Now THAT is some nice work. I bet it makes a dandy radiator after it's had a fire in it for a day also.   Very nice Piker. Very nice. True craftsmanship is easy to spot.


----------



## benjamin (Apr 18, 2010)

When you say galvanized, is this refering to the outside layer of pipe, or the inside?  There is triple walled uninsulated pipe that was commonly used for wood fireplaces, not sure how it's rated, but I've seen a lot of it, the inside is stainless, with two layers of galvanized steel.  If I had 6 or 8" pipe of this sort, I would personally use it because that is a smooth wall pipe that should draft much better than the thin corrugated flexible liners I've seen.  If it's two layers not insulated, or galv inside I wouldn't do it, it probably was never approved for that use.

The amish around here are all using a new system that looks like a porous insulating concrete round tile, 8 or maybe even 10 inches inside diameter over an inch thick walls, this gets installed inside standard chimney block and insulated with a granular loose fill insulation.  I think that runs about $30 foot, without the block.  They swear by it, well they don't swear but you know what I mean.  I'm a little supicious of what creosote (acid) will do to concrete, the acid in sileage eats out a concrete silo eventually and this doesn't seem to have any way to avoid that.  At least a clay liner is resistant to moisture and acid, even if the mortar around it turns to powder.  

I checked into round clay tile at the local brick, block concrete supply place, they had 7" round for like $20 foot and 8x8" for a fraction of that, I ended up reusing some 90 year old clay tile liners, but I'd recommend the standard and cheap 8x8" if you want the mass etc, or whatever prefab class a is recomended if it's just going to be buried in a wall.


----------



## Piker (Apr 18, 2010)

one of the nice things about the stainless liners is that the sections overlap so that if creosote or condensate is produced it will not be as likely to run outside of the liner.  With the plain square ended tarra-cotta liners, it's pretty easy for creosote to run past the liners and into the cavity between the liner and the masonry (ie block/brick)...  Which is generally not good.  Best to have insulated over non-insulated regardless of liner materia to help keep the chimney clean.  

cheers


----------



## humpin iron (Apr 19, 2010)

Masonary vs stainless............one thought, 8x8 flue vs round...........when was the last time you saw a hawk doing "squares" in the sky.......spend your $$ on a new stainless chimney and rebuild the chase.


----------



## kcbenson (Apr 27, 2010)

Just a followup:

I had a chimney sweep here last week who told me my pipes were triple wall "air insulated". The innermost pipe is stainless, surrounded by a layer of air, then galvanized pipe, then another layer of air, and an outside layer of galvanized.
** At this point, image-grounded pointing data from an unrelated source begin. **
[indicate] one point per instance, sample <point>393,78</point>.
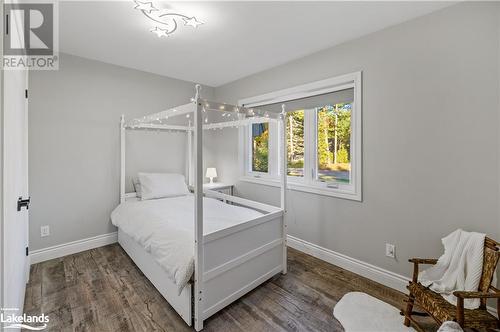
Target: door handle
<point>23,203</point>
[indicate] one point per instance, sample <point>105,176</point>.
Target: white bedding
<point>165,228</point>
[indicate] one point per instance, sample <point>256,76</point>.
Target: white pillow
<point>159,185</point>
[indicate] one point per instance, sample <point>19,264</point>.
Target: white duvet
<point>165,228</point>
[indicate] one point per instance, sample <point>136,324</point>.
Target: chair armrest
<point>476,295</point>
<point>431,261</point>
<point>417,261</point>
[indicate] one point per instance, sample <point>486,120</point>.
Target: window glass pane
<point>295,143</point>
<point>260,147</point>
<point>334,143</point>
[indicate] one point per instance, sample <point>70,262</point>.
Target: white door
<point>15,186</point>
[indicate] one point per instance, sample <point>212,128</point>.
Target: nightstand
<point>224,188</point>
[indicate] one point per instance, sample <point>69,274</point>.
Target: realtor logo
<point>30,36</point>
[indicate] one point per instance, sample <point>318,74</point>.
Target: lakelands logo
<point>10,320</point>
<point>31,38</point>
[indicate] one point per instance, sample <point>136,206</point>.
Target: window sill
<point>338,193</point>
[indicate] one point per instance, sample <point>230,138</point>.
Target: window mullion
<point>308,146</point>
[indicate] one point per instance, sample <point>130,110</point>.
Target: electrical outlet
<point>390,250</point>
<point>44,231</point>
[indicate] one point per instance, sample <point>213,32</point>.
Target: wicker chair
<point>441,310</point>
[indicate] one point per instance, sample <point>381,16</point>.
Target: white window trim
<point>352,191</point>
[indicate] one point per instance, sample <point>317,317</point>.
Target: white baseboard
<point>372,272</point>
<point>61,250</point>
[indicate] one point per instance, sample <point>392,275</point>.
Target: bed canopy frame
<point>193,118</point>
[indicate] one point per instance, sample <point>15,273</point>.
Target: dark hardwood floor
<point>102,290</point>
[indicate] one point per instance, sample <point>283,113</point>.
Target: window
<point>334,143</point>
<point>260,147</point>
<point>323,137</point>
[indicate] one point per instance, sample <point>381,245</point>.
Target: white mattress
<point>165,228</point>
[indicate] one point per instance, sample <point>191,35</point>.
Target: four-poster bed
<point>228,261</point>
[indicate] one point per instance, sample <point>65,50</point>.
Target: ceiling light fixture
<point>166,22</point>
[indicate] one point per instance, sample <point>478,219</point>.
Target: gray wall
<point>430,137</point>
<point>74,143</point>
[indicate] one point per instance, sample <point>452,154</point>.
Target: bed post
<point>122,158</point>
<point>189,159</point>
<point>283,172</point>
<point>198,213</point>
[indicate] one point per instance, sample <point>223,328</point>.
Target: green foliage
<point>342,156</point>
<point>334,135</point>
<point>260,154</point>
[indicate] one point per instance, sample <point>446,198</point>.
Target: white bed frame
<point>229,262</point>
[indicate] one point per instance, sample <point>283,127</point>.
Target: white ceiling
<point>238,38</point>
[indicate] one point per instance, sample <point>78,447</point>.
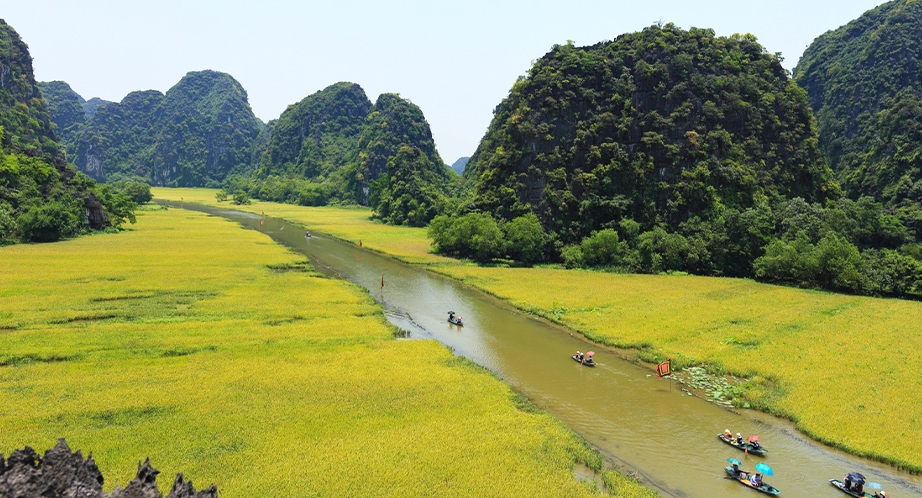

He said this is probably not adequate for a wood boiler, that the air layers (which are vented, so that they can pull in cold air) are going to chill the pipe and cause some creosote formation.

He also said that for this application a Class A stainless chimney is going to work just as well as a lined masonry chimney, better than an unlined masonry chimney, which is what I had planned on. Replacing an existing chimney with Class A pipe and rebuilding the rotting chimney chase should cost about $1000 (doing it myself).

The chimney sweep has a 4-year-old 100,000 BTU Tarm with 600 gallons of storage at home, and he offered to let me visit next time he fires it.

Ken Benson


----------



## RowCropRenegade (Apr 28, 2010)

Beautiful mason work, Piker.

Simply, awesome.


----------